File photo of Bangladesh Bank. Photo: TBS

The Bangladesh Bank has eased foreign currency retention rules for “Type B” and “Type C” industrial enterprises operating in specialised economic zones — including Export Processing Zones (EPZs), Private EPZs (PEPZs), Economic Zones (EZs) and High-Tech Parks (HTPs).

In a circular issued today, the central bank aligned the retention facilities of specialised zone exporters with those of non-specialised ones, removing earlier restrictions that reportedly created operational complexities.

Under the revised policy, banks can now allow zone enterprises to keep export proceeds in a back-to-back settlement pool in foreign currency (FC) until back-to-back import payments are made.

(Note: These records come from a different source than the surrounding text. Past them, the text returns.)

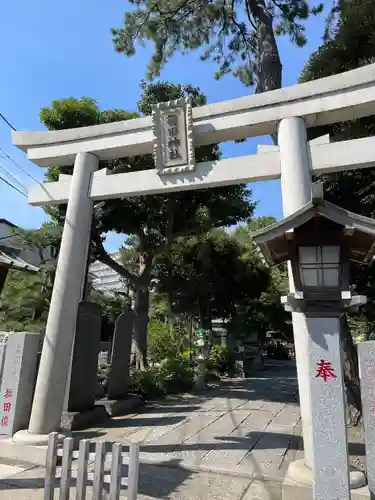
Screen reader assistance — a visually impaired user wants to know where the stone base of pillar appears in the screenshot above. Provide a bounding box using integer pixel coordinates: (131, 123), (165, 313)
(285, 459), (366, 489)
(95, 394), (143, 418)
(61, 406), (109, 431)
(12, 429), (68, 446)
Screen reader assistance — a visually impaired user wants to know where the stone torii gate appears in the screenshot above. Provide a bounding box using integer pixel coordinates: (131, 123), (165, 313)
(11, 64), (375, 482)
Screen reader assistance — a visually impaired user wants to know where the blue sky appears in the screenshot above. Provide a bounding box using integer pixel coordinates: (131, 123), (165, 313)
(0, 0), (329, 251)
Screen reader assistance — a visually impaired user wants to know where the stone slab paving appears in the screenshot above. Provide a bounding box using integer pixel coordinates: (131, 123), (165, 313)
(83, 366), (302, 484)
(0, 365), (368, 500)
(0, 462), (253, 500)
(0, 366), (302, 500)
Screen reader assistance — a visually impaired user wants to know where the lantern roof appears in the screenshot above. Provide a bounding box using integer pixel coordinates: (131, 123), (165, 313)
(251, 183), (375, 266)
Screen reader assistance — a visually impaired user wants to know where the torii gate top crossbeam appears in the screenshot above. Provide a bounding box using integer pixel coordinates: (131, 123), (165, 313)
(12, 64), (375, 168)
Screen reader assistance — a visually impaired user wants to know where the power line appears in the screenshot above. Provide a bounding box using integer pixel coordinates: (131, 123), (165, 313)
(0, 112), (16, 131)
(0, 168), (28, 196)
(0, 109), (44, 186)
(0, 173), (27, 197)
(0, 148), (41, 185)
(0, 160), (28, 190)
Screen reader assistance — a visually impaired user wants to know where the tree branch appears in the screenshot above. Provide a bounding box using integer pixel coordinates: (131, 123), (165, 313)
(94, 237), (139, 284)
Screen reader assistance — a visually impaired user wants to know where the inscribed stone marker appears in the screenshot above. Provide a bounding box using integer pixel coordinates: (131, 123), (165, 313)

The retained amount may include both the back-to-back import settlement portion, and the local value-added portion. The latter can be held for up to 30 days to meet admissible FC obligations. Within this period, unutilised funds can be transferred to other banks to settle import liabilities of exporters or their subsidiaries/sister concerns in specialised zones.

After 30 days, any unused funds will be encashed into taka, with at least 20% [25% for the garments sector] of total repatriation converted before crediting the remaining balances to exporters’ FC accounts.

Exporters operating without back-to-back arrangements can also retain proceeds in FC for up to 30 days for permissible uses, including transfers to other banks for import payments of related enterprises in specialised zones. Any remaining balance after this period can be moved to exporters’ FC accounts, subject to the same encashment rules.

Industry insiders say that the move will ensure regulatory parity between specialised and non-specialised zones, improve operational efficiency, and strengthen foreign currency liquidity management.